Research and write a brief essay (500-700 words) tracing the history of portfolio optimization from Markowitz (1952) through its application to sports betting. Cover (a) the original mean-variance framework, (b) the Capital Asset Pricing Model and its assumptions, (c) the Kelly criterion's origins in information theory (Kelly, 1956), (d) the first applications of portfolio theory to gambling and betting, and (e) modern computational tools (cvxpy, PuLP) that make these methods accessible.


Exercise E.2 --- Robust Optimization for Uncertain Edges

Research robust optimization methods that account for uncertainty in estimated probabilities. Find at least two published examples or methodological papers. For each, report (a) the type of uncertainty modeled (e.g., box uncertainty, ellipsoidal uncertainty), (b) the optimization framework used, (c) how the robust solution differs from the nominal solution, and (d) the practical implications for betting.


Exercise E.3 --- Stochastic Programming for Sequential Betting

Research stochastic programming as applied to sequential decision-making in betting. Write a 400-600 word summary explaining (a) the difference between single-stage and multi-stage optimization, (b) how a bettor's future opportunities depend on current bankroll (which depends on today's bet outcomes), (c) a published example of stochastic programming in gambling or finance, and (d) the computational challenges of solving multi-stage stochastic programs.


Exercise E.4 --- Machine Learning for Odds Arbitrage

Research how machine learning techniques are used to identify arbitrage-like opportunities or systematically mispriced odds. Find at least two published papers or industry reports. For each, summarize (a) the ML method used (e.g., neural networks, gradient boosting), (b) the features and training data, (c) how the ML predictions were converted into betting strategies, (d) the reported profitability, and (e) any concerns about overfitting or market adaptation.


Exercise E.5 --- Regulatory Constraints on Betting Optimization

Research the regulatory landscape for sports betting in a jurisdiction of your choice. Address (a) any mandated maximum bet sizes or loss limits, (b) responsible gambling requirements that constrain optimization (e.g., deposit limits, cooling-off periods), (c) how these constraints can be incorporated into the LP/optimization framework from Chapter 25, (d) whether regulatory constraints create opportunities (e.g., by limiting competitors), and (e) ethical considerations in optimizing around responsible gambling constraints.


Scoring Guide

Part Problems Points Each Total Points
A: Conceptual Understanding 8 5 40
B: Calculations 7 5 35
C: Programming Challenges 5 10 50
D: Analysis & Interpretation 5 5 25
E: Research & Extension 5 5 25
Total 30 --- 175

Grading Criteria

Part A (Conceptual): Full credit requires clear, accurate explanations demonstrating understanding of optimization concepts and their relevance to sports betting.
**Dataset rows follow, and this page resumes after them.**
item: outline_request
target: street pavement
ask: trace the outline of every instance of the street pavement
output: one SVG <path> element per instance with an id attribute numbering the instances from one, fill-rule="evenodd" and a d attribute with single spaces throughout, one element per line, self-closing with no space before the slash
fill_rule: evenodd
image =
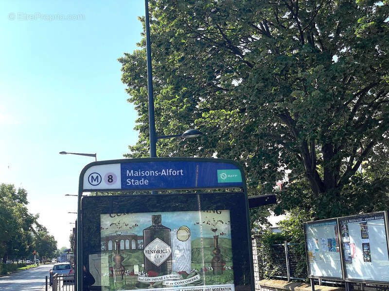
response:
<path id="1" fill-rule="evenodd" d="M 0 277 L 1 291 L 43 291 L 46 290 L 46 276 L 53 264 L 41 265 Z M 48 283 L 48 291 L 52 290 Z"/>

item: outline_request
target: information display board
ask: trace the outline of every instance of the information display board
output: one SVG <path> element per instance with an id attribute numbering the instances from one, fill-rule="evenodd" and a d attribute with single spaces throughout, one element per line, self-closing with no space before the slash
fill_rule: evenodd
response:
<path id="1" fill-rule="evenodd" d="M 386 212 L 338 219 L 346 280 L 389 283 Z"/>
<path id="2" fill-rule="evenodd" d="M 223 191 L 199 192 L 212 188 Z M 82 194 L 91 191 L 126 195 Z M 252 291 L 248 205 L 244 172 L 230 160 L 91 163 L 80 175 L 76 290 Z"/>
<path id="3" fill-rule="evenodd" d="M 82 202 L 91 290 L 252 290 L 245 194 L 87 196 Z"/>
<path id="4" fill-rule="evenodd" d="M 130 161 L 130 162 L 129 162 Z M 83 190 L 148 190 L 243 187 L 236 162 L 216 159 L 150 158 L 92 163 Z"/>
<path id="5" fill-rule="evenodd" d="M 305 223 L 304 229 L 308 276 L 342 280 L 336 219 Z"/>

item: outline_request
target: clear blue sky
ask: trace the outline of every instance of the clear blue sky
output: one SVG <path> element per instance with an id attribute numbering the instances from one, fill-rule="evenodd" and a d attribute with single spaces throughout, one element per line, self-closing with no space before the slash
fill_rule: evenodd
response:
<path id="1" fill-rule="evenodd" d="M 93 158 L 123 158 L 137 113 L 117 59 L 141 39 L 138 0 L 0 3 L 0 183 L 28 193 L 30 212 L 70 246 L 78 178 Z M 61 19 L 71 15 L 74 20 Z M 50 19 L 51 18 L 51 19 Z"/>

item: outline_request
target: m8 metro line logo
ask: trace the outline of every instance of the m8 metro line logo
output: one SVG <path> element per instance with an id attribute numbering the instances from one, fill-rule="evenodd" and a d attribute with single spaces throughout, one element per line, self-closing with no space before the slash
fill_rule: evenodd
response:
<path id="1" fill-rule="evenodd" d="M 220 174 L 220 178 L 223 179 L 223 180 L 225 180 L 226 178 L 227 178 L 227 174 L 225 173 L 222 173 Z"/>
<path id="2" fill-rule="evenodd" d="M 102 181 L 101 175 L 98 173 L 92 173 L 88 176 L 88 182 L 92 186 L 97 186 Z"/>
Partial credit for incomplete but correct reasoning.

Part B (Calculations): Full credit requires correct final answers with all work shown. Partial credit for correct methodology with arithmetic errors.
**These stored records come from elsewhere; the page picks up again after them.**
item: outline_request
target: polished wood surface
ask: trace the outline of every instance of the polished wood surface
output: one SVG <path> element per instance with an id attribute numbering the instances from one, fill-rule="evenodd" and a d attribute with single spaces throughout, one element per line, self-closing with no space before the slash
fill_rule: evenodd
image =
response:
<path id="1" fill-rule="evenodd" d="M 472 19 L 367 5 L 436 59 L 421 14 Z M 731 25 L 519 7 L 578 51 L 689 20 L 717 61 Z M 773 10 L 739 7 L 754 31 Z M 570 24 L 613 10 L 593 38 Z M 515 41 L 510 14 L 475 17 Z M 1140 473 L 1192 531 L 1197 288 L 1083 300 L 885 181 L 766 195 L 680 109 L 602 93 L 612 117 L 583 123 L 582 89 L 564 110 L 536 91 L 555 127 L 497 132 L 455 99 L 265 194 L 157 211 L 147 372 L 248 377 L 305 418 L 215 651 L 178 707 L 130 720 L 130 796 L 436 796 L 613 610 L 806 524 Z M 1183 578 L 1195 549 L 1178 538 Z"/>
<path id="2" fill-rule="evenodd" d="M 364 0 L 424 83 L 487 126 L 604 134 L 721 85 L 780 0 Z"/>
Part C (Programming): Graded on correctness (40%), code quality and documentation (30%), and test coverage (30%). Code must execute without errors.

Part D (Analysis): Graded on analytical depth, logical reasoning, and appropriate application of optimization concepts to real-world betting scenarios. Multiple valid approaches may exist.

Part E (Research): Graded on research quality, source credibility, analytical depth, and clear writing. Minimum source requirements specified per problem.


Solutions: Complete worked solutions for all exercises are available in code/exercise-solutions.py. For programming challenges, reference implementations are provided in the code/ directory.